The initial rendered view was very empty since it didn’t have any of the data for the user’s desktop or inbox. On the web we “seed” this data in the initial HTML response to avoid the extra network round-trip to fetch it. We had assumed that loading data from the local database is so fast that such an optimization was unnecessary, and instead it could be loaded on demand like everything else. It was indeed quite fast, but it still took tens of milliseconds, which led to frames that appeared incomplete. Once we added the same “seeding” capability to the desktop app (the request to render the initial object also included all the data necessary for the view), almost everything appeared at once, skipping over most of stage 3.
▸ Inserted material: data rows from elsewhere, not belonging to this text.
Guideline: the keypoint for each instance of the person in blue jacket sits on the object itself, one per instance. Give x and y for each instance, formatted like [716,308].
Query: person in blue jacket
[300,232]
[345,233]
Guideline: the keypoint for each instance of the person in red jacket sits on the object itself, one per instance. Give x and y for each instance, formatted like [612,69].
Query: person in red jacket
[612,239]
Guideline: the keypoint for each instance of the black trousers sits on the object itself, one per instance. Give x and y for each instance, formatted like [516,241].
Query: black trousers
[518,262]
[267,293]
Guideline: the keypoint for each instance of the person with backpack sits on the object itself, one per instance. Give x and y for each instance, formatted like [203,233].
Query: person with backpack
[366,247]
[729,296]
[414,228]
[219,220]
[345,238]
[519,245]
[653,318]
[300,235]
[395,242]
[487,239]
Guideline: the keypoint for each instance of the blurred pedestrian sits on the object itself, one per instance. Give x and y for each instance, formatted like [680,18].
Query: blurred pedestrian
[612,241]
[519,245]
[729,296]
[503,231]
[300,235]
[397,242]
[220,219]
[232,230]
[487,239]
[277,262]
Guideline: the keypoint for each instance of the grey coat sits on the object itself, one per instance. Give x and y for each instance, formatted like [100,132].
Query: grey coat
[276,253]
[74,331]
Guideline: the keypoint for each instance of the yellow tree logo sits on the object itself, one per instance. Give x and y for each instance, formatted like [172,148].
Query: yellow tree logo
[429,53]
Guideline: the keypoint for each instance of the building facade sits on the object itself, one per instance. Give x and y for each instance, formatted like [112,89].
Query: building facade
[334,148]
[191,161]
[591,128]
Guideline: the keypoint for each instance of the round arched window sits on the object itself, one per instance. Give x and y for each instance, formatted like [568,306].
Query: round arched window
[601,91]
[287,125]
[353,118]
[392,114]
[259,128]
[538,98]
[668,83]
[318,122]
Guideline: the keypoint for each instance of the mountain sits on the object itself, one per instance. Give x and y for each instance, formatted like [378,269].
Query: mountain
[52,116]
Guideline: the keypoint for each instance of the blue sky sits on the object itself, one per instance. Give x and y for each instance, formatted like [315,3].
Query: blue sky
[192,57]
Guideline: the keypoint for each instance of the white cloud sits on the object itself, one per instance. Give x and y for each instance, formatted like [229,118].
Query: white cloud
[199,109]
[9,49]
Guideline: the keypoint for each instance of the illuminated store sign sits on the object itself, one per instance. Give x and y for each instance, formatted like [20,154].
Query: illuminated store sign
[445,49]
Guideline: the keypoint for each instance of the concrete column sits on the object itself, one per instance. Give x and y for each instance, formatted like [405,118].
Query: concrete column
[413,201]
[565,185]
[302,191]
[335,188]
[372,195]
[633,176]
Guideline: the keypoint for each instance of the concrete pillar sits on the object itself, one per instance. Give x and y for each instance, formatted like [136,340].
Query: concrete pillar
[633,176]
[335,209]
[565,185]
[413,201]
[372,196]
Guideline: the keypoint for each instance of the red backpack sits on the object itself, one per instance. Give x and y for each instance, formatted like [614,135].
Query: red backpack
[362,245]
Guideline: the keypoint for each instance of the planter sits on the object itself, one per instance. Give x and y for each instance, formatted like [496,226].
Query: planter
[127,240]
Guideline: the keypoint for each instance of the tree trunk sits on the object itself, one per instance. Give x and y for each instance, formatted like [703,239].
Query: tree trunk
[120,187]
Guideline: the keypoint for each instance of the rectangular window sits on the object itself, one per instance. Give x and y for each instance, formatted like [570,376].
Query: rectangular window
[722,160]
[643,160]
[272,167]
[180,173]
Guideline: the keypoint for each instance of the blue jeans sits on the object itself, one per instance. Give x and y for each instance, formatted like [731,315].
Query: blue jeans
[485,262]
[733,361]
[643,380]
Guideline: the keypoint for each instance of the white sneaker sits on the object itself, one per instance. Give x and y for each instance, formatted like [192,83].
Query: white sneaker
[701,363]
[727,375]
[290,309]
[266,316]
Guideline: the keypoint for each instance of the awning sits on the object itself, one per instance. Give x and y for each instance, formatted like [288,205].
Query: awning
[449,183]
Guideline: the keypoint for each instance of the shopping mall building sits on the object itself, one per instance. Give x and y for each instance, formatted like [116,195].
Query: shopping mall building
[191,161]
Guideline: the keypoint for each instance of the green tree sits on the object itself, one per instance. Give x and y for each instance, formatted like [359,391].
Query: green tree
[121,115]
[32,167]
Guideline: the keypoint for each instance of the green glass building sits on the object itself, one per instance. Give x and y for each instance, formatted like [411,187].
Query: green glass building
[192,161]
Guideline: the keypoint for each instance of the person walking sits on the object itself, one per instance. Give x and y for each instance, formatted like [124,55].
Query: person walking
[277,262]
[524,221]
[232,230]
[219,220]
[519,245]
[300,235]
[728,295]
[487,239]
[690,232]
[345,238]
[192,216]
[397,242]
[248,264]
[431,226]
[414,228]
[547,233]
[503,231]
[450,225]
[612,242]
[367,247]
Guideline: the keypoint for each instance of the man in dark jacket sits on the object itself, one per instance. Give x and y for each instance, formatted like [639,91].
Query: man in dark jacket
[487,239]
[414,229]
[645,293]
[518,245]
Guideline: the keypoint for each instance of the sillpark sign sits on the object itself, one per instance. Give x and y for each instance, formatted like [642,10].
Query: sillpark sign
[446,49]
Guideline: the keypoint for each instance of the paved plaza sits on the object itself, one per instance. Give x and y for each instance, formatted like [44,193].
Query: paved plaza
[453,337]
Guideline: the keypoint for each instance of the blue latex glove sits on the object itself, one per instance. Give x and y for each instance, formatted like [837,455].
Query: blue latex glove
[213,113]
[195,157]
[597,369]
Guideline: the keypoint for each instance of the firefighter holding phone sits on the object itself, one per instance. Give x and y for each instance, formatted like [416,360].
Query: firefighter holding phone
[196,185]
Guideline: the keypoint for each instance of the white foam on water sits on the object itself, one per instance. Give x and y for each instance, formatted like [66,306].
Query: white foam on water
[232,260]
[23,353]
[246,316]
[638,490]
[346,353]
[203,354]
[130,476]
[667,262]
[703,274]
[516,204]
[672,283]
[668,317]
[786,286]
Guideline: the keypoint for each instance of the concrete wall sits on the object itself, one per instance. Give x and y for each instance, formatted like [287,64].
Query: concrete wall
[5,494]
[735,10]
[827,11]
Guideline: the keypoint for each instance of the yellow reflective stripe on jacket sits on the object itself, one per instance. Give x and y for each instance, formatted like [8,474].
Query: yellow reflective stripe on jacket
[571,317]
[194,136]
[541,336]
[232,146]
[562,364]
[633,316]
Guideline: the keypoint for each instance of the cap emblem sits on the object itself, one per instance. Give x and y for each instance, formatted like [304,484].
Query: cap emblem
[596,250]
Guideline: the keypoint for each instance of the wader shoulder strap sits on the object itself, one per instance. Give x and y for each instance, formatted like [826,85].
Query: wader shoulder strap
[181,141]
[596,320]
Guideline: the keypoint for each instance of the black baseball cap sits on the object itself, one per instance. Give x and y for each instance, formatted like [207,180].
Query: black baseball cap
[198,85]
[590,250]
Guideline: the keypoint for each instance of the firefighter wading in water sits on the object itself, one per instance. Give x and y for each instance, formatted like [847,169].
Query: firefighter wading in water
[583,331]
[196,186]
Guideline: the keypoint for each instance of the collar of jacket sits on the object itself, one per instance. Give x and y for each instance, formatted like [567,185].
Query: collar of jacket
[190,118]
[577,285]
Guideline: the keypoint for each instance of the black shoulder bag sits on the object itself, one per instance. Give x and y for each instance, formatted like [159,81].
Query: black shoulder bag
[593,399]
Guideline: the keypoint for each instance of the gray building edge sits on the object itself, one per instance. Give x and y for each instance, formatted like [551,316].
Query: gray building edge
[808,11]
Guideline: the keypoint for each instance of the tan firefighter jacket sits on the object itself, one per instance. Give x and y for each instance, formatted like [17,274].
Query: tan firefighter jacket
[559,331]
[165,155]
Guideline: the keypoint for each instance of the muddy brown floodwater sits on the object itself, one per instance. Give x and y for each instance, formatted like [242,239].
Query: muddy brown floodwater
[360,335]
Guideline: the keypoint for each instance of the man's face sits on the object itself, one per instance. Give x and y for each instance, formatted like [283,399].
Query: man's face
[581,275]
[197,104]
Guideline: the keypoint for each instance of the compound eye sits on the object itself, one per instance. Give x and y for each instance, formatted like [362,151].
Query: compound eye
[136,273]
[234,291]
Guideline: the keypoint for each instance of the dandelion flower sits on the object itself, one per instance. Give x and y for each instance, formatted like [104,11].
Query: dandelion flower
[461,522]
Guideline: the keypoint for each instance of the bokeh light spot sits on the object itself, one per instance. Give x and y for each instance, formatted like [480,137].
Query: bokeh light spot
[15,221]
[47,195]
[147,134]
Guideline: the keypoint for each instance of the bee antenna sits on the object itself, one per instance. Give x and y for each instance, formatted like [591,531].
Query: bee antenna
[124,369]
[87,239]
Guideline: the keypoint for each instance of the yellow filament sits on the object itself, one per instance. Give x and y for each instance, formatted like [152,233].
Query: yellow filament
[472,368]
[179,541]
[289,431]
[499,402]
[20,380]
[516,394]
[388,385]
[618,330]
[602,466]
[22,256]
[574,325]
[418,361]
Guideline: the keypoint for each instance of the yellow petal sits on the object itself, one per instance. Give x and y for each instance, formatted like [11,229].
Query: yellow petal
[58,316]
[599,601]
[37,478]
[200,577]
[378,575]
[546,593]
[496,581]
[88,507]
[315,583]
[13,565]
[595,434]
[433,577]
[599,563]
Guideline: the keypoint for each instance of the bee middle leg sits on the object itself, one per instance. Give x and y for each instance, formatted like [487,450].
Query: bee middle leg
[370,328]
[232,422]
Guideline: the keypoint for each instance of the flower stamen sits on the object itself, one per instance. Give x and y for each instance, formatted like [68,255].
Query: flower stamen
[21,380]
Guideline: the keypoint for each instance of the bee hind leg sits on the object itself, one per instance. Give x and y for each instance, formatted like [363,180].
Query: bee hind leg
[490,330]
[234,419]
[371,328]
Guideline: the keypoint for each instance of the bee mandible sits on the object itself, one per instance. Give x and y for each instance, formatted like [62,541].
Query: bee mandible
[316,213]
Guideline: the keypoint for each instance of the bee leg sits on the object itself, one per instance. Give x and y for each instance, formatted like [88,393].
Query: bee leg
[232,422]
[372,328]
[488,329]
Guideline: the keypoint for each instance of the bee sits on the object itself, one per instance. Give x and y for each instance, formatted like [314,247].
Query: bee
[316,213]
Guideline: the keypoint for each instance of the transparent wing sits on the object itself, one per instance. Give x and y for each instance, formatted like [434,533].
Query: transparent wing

The reason why I said almost everything appeared at once is because some images were still taking a few extra frames to show up. The odd part was that these images were local static assets, and thus should have been readily available (e.g. the folder and sidebar icons in the screenshot above). Further, we inline the images as data:
URIs into our main stylesheet (an optimization originally meant for the website, but carried over to the desktop app since it didn’t seem like it would hurt). Thus loading of the images should not involve any more I/O once the stylesheet was loaded and parsed. Evidently that was not the case — even when using data:
URIs there was an asynchronous “fetch” and decompress step for rendering the image.
When experimenting with creating additional windows, we noticed that in those cases the images do appear instantaneously. We thus concluded that they must still end up in WebKit’s memory cache. We wanted to simulate this behavior for even the first window, and in the absence of an explicit cache hinting API, we added a “cache warmer” to invoke early on during application startup. It creates a WebView
and loads a simple static HTML file that references our stylesheet and has dummy markup corresponding to our most common views. The view doesn’t need to be added to a window or otherwise shown, and it gets disposed of 10 seconds after startup.
Once all those changes are implemented no incremental rendering is visible (slowed down version). None of modifications that were necessary were particularly complex, but they do show the extra attention to detail that is necessary to get a hybrid web app to feel more native.
- During development I often end up taking screen recordings and then stepping through them frame-by-frame to get a better understanding of the rendering sequence. I usually use ScreenFlow, but QuickTime Player can do this too.